Zoltán Kiszelly, der den Standpunkt der Regierung in dieser Kontroverse vertritt, erinnert auf Mozgástér daran, dass Ungarn Bedenken gegen das Coronavirus-Rettungsprogramm geäußert habe, weil es sowohl auf nationaler als auch auf Unionsebene eine weitere Verschuldung nach sich zöge. Dennoch könnte Ungarn diese relativ billige Geldquelle anzapfen, um die Auswirkungen der Pandemie auf die Wirtschaft zu bekämpfen, räumt Kiszelly ein. Allerdings sei nicht hinnehmbar, dass Ungarn unter dem Vorwand eines Mechanismus zur Überprüfung der Rechtsstaatlichkeit politischem Druck unterliege.
Ungarn und Polen könnten nach dem Ende der Coronavirus-Krise und der Rückkehr zu ihrer bewährten Wirtschaftspolitik bis zum Ende des Jahrzehnts einen Entwicklungsstand erreichen, bei dem ihr Anspruch auf Struktur- und Kohäsionsfonds der Union wegfallen würde. Mit anderen Worten: Die Gegner einer eigenständigen Politik Ungarns und Polens könnten dann keinen finanziellen Druck mehr ausüben. Aus diesem Grund, so der regierungsfreundliche Politologe, hielten es die Widersacher beider Staaten für dringend geboten, den so genannten Rechtsstaatlichkeitsmechanismus durchzusetzen.

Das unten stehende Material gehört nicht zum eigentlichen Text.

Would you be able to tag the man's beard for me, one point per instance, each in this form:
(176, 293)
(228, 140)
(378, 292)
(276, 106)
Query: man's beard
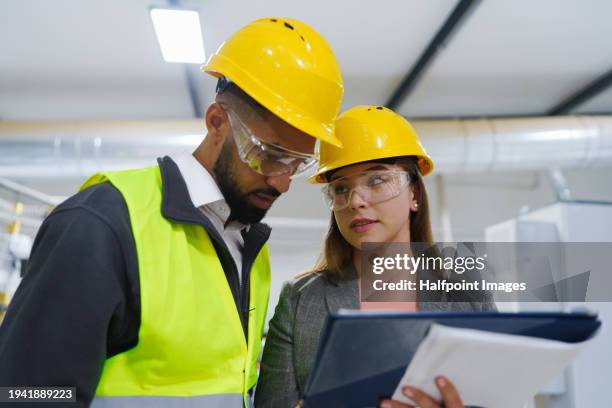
(237, 200)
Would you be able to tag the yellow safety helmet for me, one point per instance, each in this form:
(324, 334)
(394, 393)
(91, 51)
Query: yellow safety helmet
(370, 133)
(288, 68)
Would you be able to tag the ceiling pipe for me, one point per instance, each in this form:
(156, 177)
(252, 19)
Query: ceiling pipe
(78, 149)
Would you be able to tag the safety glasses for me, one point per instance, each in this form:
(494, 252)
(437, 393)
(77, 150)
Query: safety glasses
(265, 158)
(373, 187)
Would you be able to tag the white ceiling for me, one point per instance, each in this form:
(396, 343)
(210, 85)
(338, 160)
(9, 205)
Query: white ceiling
(71, 59)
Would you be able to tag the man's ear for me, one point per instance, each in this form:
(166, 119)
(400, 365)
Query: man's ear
(217, 123)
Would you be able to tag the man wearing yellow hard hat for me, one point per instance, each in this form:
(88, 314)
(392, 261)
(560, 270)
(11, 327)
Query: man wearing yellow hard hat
(150, 287)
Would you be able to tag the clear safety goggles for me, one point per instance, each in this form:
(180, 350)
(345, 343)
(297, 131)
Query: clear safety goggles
(372, 186)
(265, 158)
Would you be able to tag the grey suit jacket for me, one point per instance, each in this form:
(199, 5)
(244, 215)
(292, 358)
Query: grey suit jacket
(293, 335)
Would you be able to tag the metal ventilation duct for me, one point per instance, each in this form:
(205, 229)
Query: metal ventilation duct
(77, 149)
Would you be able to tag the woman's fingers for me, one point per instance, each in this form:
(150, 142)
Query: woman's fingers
(394, 404)
(421, 399)
(449, 393)
(450, 396)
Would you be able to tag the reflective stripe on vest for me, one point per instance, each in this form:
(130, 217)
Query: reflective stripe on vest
(191, 342)
(149, 401)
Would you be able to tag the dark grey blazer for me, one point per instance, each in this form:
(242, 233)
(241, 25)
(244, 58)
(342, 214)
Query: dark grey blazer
(293, 335)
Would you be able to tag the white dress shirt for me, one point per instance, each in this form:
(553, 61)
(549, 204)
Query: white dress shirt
(206, 196)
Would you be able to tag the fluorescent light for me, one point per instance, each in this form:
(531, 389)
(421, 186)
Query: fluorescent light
(179, 35)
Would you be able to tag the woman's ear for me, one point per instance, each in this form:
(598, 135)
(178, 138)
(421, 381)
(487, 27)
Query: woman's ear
(414, 198)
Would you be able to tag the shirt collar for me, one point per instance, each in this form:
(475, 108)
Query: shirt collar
(201, 186)
(203, 189)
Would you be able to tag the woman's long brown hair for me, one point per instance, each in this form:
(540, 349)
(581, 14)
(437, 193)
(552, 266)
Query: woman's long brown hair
(338, 253)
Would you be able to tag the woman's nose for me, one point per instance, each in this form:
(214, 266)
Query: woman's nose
(357, 199)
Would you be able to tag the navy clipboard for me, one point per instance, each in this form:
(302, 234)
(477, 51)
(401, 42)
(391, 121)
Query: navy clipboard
(363, 355)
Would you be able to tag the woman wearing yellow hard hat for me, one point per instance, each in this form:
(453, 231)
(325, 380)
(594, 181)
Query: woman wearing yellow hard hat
(374, 187)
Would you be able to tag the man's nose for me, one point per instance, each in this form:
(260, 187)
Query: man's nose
(280, 183)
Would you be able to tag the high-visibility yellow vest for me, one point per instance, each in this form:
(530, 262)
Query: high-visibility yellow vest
(191, 347)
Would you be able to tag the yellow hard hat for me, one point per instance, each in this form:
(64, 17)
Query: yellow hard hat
(288, 68)
(370, 133)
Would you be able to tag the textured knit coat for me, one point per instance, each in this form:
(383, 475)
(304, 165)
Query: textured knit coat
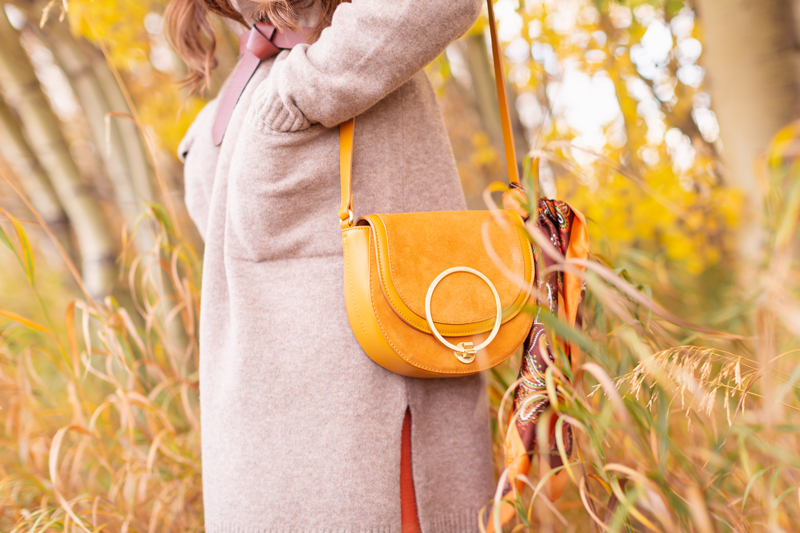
(300, 429)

Magyar Nemzet veröffentlicht den vollständigen Text eines Briefes des slowenischen Regierungschefs Janez Janša an den Präsidenten des Europäischen Rates, Charles Michel. In ihm kritisiert der Vorsitzende der Slowenischen Demokratischen Partei den so genannten Rechtsstaatlichkeitsmechanismus scharf. Per Definition, so der Ministerpräsident, bedeute Rechtsstaatlichkeit, dass strittige Fragen von unabhängigen Gerichten und nicht von der politischen Mehrheit einer bestimmten Institution entschieden werden müssten. Jedes Mal, wenn ein politisches Organ beginne, seine eigenen Entscheidungen als Ausdruck von Rechtsstaatlichkeit zu betrachten, kehre es der Realität den Rücken zu und messe mit zweierlei Maß, so Janša abschließend.